Bewijs: Stel √2 is rationaal. Dan kan ik √2 schrijven als een niet te vereenvoudigen breuk a/b (met dus de ggd(a, b)=1).
Welnu: √2=a/b, dan 2=a2/b2 en dus a2=2b2. Maar dat betekent dat a2 een even getal is, en volgens het gevolg van het lemma hierboven is a dan ook een even getal.
We kunnen a dus schrijven als a=2v, met v een geheel getal.
Maar nu is 2b2=4v2 en dus b2=2v2 en dus wederom volgens het gevolg van het lemma is b dus ook een even getal.
Maar nu is de ggd(a, b) minimaal 2! Want zowel a als b hebben 2 als deler. En dat is in tegenspraal met de eis dat de ggd(a, b)=1, ofwel de breuk a/b is wel te vereenvoudigen.
De conclusie moet dus luiden: √2 is irrationaal.

Een non-bewijs

Dit is een type bewijs dat we nog niet eerder zijn tegengekomen. Bij een non-bewijs wordt een stelling bewezen die niet waar is!

Stelling: 2=3.

Bewijs:

  1. Stel a=b, dan:
  2. 2a+3b=3a+2b;
  3. 3b-3a=2b-2a;
  4. 3(b-a)=2(b-a), beide zijden delen door (b-a);
  5. 3(b-a)/(b-a)=2(b-a)/(b-a);
  6. 3=2 ofwel 2=3.

Ziet u in welke stap het fout gaat? En waarom?

Antwoord

Omdat a=b is a-b=0. In stap 5 wordt er gedeeld door (a-b) en dat is dus delen door 0. En dat mag nu eenmaal niet, waarvan hier weer eens een goed voorbeeld waarom!

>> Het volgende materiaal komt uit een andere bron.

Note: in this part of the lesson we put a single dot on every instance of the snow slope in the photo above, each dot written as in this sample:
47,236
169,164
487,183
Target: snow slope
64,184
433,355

Overigens is het zo dat wanneer een stelling juist is dit volgens strenge wiskundige regels bewezen moet worden. Is een stelling daarentegen niet waar, dan volstaat één tegenvoorbeeld.

En nu tot slot:

Elk getal is bijzonder

Eerst moeten we bepalen wat we onder “bijzonder” verstaan. Laten we zeggen: Een getal is bijzonder wanneer je daarbij een bepaalde eigenschap kunt bedenken dat niet voor ieder getal geldt. We hebben het hier over positieve gehele getallen, ook wel natuurlijke getallen genoemd waarbij 0 mag meedoen.

Wat voorbeelden:

0 is rekenkundig het hoogste getal omdat geen enkel getal door 0 gedeeld kan worden;
1 is rekenkundig het laagste getal omdat ieder getal door 1 gedeeld kan worden;
2 is het eerste en tevens enige even priemgetal;
3 is het eerste oneven priemgetal;
4 is het eerste samengestelde getal, alsook het eerste echte kwadraat;
5 is het aantal vingers aan één hand (behalve bij Tineke de Nooij);
6 is het eerste volmaakte getal (te schrijven als de som van de echte delers);
.
.
.
26 is het enige getal dat ligt tussen een kwadraat en een derde macht;
.
.
.
97 is het grootste priemgetal onder de 100;
.
.
.
144 is een Filtz-getal
145 is een Gelderman-getal
.
.
.

Je ziet dat je voor elk getal iets bijzonders kunt bedenken.

Maar nu het bewijs:

Stel dat niet ieder getal bijzonder is. Dan is er dus een eerste (kleinste) niet-bijzondere getal. Maar het feit dat dit dan het eerste niet-bijzondere getal is maakt dat getal natuurlijk weer bijzonder.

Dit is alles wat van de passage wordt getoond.